Didn’t Sleep? This Might Help.

Whether you work odd hours, have young kids, or are cramming for a deadline, getting 7+ hours of sleep a night isn’t always do-able. Below are some tips for powering through your day despite a sleep deficit.

 

When: You wake up

What: Go to the window or step outside to soak up some daylight.

Why: Natural light triggers the suppression of sleep hormones, which can help clear your morning fog.

 

When: You need a lift before noon

What: Use caffeine wisely.

Why: Having coffee with breakfast will give you a boost, but keep it to one or two cups.
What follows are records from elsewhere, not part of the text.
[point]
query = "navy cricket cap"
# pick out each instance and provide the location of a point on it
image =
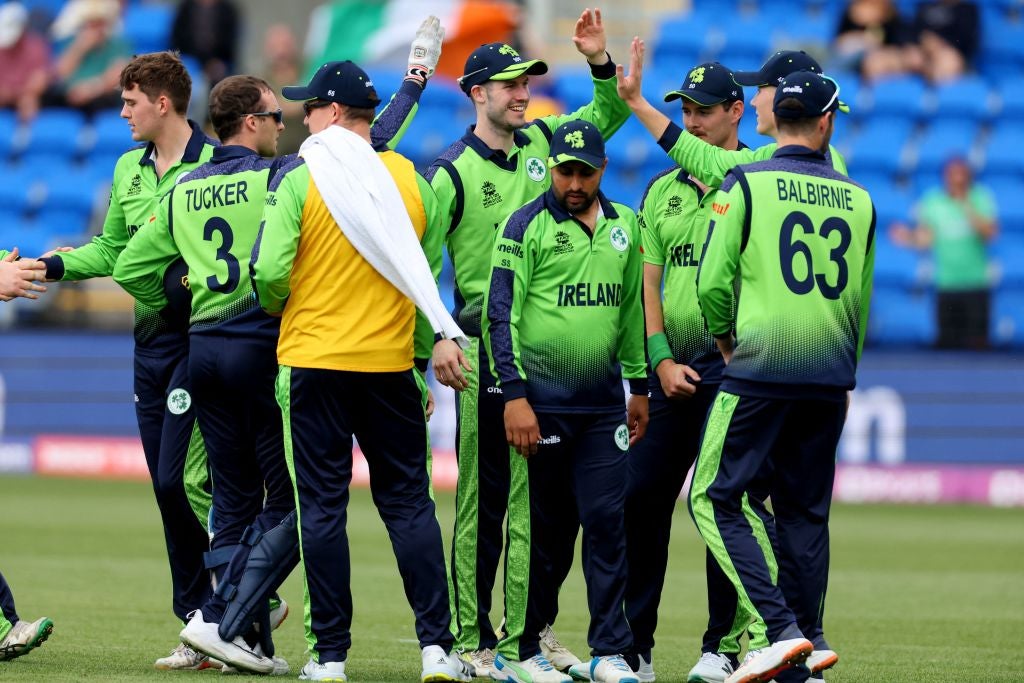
(708, 84)
(577, 140)
(497, 61)
(778, 67)
(341, 82)
(815, 92)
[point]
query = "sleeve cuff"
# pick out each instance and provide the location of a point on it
(603, 72)
(54, 267)
(638, 386)
(412, 88)
(514, 389)
(670, 136)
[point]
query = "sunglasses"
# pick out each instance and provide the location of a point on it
(311, 104)
(278, 115)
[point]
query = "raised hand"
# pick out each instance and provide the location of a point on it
(589, 37)
(425, 50)
(628, 85)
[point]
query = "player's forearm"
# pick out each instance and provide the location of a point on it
(707, 163)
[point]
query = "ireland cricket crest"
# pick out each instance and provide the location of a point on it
(623, 437)
(620, 240)
(536, 169)
(178, 401)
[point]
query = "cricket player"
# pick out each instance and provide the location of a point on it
(156, 89)
(709, 164)
(496, 168)
(346, 353)
(798, 238)
(564, 325)
(17, 637)
(211, 219)
(685, 372)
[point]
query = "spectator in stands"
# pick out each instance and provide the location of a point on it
(284, 67)
(89, 67)
(948, 34)
(208, 30)
(25, 61)
(872, 38)
(956, 221)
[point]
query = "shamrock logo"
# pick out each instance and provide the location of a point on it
(574, 139)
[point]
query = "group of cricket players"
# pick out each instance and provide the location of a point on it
(288, 305)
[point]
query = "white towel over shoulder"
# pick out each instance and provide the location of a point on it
(365, 202)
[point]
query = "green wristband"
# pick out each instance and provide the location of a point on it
(658, 349)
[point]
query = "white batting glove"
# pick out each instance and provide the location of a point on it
(425, 51)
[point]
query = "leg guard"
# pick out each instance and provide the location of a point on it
(271, 556)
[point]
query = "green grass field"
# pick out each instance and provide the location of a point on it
(916, 594)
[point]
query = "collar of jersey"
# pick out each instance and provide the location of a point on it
(800, 152)
(193, 150)
(519, 138)
(228, 152)
(561, 215)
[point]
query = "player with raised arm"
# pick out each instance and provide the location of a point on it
(498, 166)
(707, 163)
(563, 327)
(791, 240)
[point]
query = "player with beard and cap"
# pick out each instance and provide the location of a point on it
(497, 167)
(563, 328)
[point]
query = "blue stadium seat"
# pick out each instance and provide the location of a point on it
(26, 236)
(1008, 253)
(901, 317)
(967, 97)
(19, 189)
(109, 134)
(879, 144)
(901, 96)
(55, 131)
(1008, 316)
(1008, 190)
(943, 140)
(1012, 94)
(1003, 151)
(896, 266)
(148, 27)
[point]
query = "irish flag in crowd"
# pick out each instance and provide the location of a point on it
(378, 32)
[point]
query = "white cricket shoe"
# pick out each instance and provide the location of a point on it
(766, 663)
(821, 659)
(203, 636)
(326, 671)
(711, 668)
(645, 674)
(481, 662)
(559, 655)
(535, 670)
(25, 637)
(439, 666)
(281, 667)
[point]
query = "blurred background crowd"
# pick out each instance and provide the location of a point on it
(936, 91)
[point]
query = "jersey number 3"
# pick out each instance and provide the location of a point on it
(791, 248)
(215, 225)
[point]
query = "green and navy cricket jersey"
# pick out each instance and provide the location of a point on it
(709, 164)
(477, 187)
(211, 219)
(673, 220)
(564, 321)
(134, 195)
(799, 239)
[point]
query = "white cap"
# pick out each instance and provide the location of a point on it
(13, 16)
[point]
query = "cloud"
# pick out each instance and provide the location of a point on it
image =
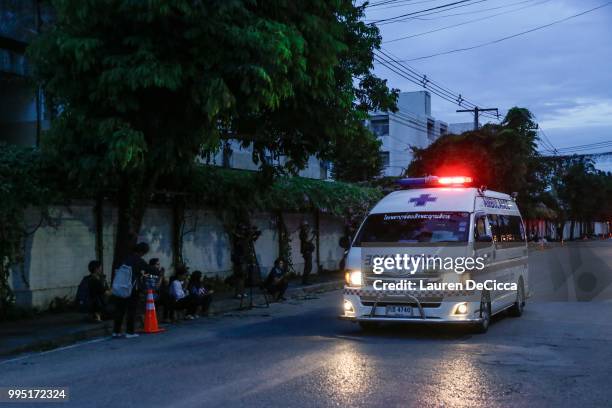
(561, 73)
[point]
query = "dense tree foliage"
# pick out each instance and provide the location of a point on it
(580, 192)
(142, 88)
(502, 157)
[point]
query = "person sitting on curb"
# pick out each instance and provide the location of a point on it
(178, 298)
(277, 282)
(200, 296)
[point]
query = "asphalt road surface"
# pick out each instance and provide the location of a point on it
(297, 354)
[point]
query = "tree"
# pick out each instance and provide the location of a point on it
(583, 193)
(362, 162)
(143, 88)
(502, 157)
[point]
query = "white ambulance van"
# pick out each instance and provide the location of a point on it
(438, 218)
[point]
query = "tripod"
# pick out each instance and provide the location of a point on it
(252, 268)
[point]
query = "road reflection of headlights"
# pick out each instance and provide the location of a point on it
(353, 278)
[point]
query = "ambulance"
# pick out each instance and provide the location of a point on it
(478, 233)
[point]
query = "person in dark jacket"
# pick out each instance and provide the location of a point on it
(98, 290)
(277, 282)
(307, 247)
(200, 296)
(127, 307)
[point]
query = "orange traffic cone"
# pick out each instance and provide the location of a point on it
(150, 315)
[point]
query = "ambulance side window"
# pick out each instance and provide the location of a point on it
(480, 228)
(495, 227)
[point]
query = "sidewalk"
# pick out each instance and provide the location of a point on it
(55, 330)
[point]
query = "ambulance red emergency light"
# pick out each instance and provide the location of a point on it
(395, 270)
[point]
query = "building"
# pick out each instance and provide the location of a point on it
(22, 113)
(458, 128)
(411, 126)
(234, 156)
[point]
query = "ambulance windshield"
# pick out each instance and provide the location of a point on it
(414, 228)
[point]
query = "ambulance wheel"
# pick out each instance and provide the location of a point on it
(485, 314)
(369, 326)
(517, 309)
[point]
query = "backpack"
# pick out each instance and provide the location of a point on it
(123, 284)
(82, 297)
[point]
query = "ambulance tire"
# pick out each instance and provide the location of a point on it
(485, 314)
(516, 310)
(369, 326)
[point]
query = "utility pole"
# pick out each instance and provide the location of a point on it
(476, 110)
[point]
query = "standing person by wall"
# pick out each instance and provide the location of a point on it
(307, 247)
(98, 291)
(200, 295)
(243, 256)
(127, 306)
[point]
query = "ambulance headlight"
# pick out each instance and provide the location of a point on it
(353, 278)
(461, 308)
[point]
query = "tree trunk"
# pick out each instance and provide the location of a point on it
(133, 198)
(178, 226)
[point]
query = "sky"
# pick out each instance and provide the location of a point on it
(562, 73)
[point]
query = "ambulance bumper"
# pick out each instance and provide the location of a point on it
(359, 307)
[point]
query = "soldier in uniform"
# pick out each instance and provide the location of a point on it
(243, 256)
(307, 247)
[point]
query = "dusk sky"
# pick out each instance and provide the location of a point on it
(561, 73)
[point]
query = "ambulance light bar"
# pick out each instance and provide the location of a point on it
(434, 181)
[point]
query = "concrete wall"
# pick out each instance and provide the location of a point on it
(57, 255)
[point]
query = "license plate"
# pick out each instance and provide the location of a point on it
(399, 311)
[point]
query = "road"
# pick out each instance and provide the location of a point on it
(297, 354)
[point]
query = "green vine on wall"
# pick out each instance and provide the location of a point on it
(23, 184)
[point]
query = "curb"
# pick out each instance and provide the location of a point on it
(218, 308)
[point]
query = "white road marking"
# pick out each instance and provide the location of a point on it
(12, 360)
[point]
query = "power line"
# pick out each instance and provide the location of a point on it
(386, 59)
(471, 11)
(403, 3)
(389, 20)
(467, 22)
(507, 37)
(418, 15)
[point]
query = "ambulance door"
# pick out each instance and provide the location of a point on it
(483, 247)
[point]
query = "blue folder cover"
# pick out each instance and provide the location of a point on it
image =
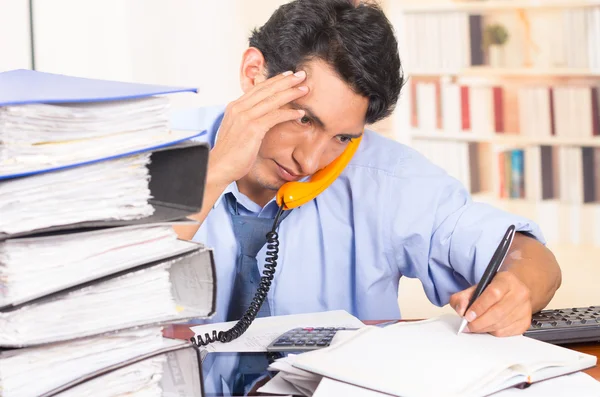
(19, 87)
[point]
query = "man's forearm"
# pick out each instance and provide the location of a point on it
(536, 267)
(215, 185)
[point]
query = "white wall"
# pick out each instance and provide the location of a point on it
(15, 51)
(176, 42)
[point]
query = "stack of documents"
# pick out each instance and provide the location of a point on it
(32, 267)
(429, 358)
(168, 291)
(90, 266)
(48, 121)
(116, 189)
(44, 135)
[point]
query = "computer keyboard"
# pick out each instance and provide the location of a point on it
(564, 326)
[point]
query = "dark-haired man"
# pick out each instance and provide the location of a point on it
(312, 77)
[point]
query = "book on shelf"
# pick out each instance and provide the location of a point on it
(92, 182)
(454, 40)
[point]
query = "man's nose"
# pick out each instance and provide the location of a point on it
(309, 154)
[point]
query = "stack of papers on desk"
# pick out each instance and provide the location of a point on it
(37, 266)
(116, 189)
(175, 289)
(90, 267)
(48, 121)
(58, 364)
(428, 358)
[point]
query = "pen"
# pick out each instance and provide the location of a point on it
(491, 269)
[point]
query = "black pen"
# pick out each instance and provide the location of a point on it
(491, 270)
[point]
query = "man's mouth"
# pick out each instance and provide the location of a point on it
(286, 174)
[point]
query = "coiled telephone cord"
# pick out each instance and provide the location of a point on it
(261, 294)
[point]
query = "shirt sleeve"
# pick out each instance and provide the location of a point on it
(457, 241)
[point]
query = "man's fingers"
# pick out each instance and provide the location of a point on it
(276, 101)
(271, 94)
(278, 116)
(498, 316)
(265, 84)
(492, 294)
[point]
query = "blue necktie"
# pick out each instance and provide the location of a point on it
(250, 233)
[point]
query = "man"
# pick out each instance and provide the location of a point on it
(312, 77)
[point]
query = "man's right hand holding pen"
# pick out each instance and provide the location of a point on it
(503, 302)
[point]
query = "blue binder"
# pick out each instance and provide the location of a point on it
(20, 87)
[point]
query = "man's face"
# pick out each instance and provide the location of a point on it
(292, 150)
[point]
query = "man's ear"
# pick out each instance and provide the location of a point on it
(253, 69)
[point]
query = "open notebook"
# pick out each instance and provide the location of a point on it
(428, 358)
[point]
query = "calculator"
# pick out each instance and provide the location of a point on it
(305, 339)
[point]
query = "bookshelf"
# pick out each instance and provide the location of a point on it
(517, 122)
(497, 5)
(491, 72)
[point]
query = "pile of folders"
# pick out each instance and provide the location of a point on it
(92, 181)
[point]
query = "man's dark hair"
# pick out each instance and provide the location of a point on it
(356, 41)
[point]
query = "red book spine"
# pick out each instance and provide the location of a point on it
(414, 120)
(465, 108)
(499, 109)
(595, 112)
(552, 116)
(438, 105)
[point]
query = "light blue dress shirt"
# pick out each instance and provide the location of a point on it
(391, 213)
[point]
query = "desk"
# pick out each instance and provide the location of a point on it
(179, 331)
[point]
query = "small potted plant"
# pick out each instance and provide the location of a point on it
(494, 38)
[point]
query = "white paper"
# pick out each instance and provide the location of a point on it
(58, 364)
(116, 189)
(578, 384)
(292, 380)
(331, 387)
(39, 136)
(265, 329)
(34, 267)
(412, 359)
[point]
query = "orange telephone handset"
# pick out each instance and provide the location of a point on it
(294, 194)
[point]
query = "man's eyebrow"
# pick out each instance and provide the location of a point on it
(354, 136)
(309, 113)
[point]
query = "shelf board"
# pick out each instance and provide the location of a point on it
(488, 71)
(497, 5)
(505, 139)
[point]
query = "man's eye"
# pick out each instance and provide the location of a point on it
(305, 120)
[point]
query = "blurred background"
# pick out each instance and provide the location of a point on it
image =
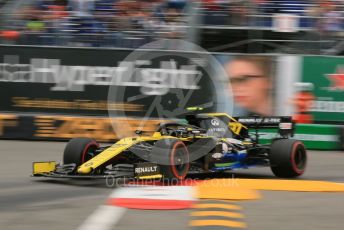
(279, 57)
(68, 69)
Drinking too much caffeine could leave you feeling jittery, and more than that probably won’t help.

 

When: Regular meal and snack times

What: Eat protein and avoid sugar.

Why: Sleep deprivation leads to an uptick in cravings for sugar and junk food so keep healthy foods at the ready. Try eggs + avocado, rotisserie chicken + baby carrots, salmon + spinach, tuna + salad. Protein-rich choices will provide you with steady, lasting energy.

 

When: While reviewing your to-do list

What: Cross off anything non-essential.

Why: Cancel what you can, and politely decline new requests. (If you still have too much to do, consider soliciting help from friends and loved ones.)

 

When: You drag later in the day

What: Go on a short walk.

Why: Light exercise will GIVE you energy. Meanwhile, fight the urge to have more caffeine! Caffeine takes 8 hours to leave your system, so cut off coffee, tea and soda by early afternoon, or it could disrupt your sleep tonight.

 

When: You have at least 30 free minutes

What: Take a nap.

Why: Not only will you feel more alert, but thirty minutes of shut-eye helps your immune and endocrine systems recover from a rough night.

 

When: You get angry or irritated

What: Take 5 – 10 slow, deep breaths.

Why: Lack of sleep shortens your fuse. Deep breathing will calm your nerves and give you a buffer that allows you to respond to stress rationally instead of emotionally.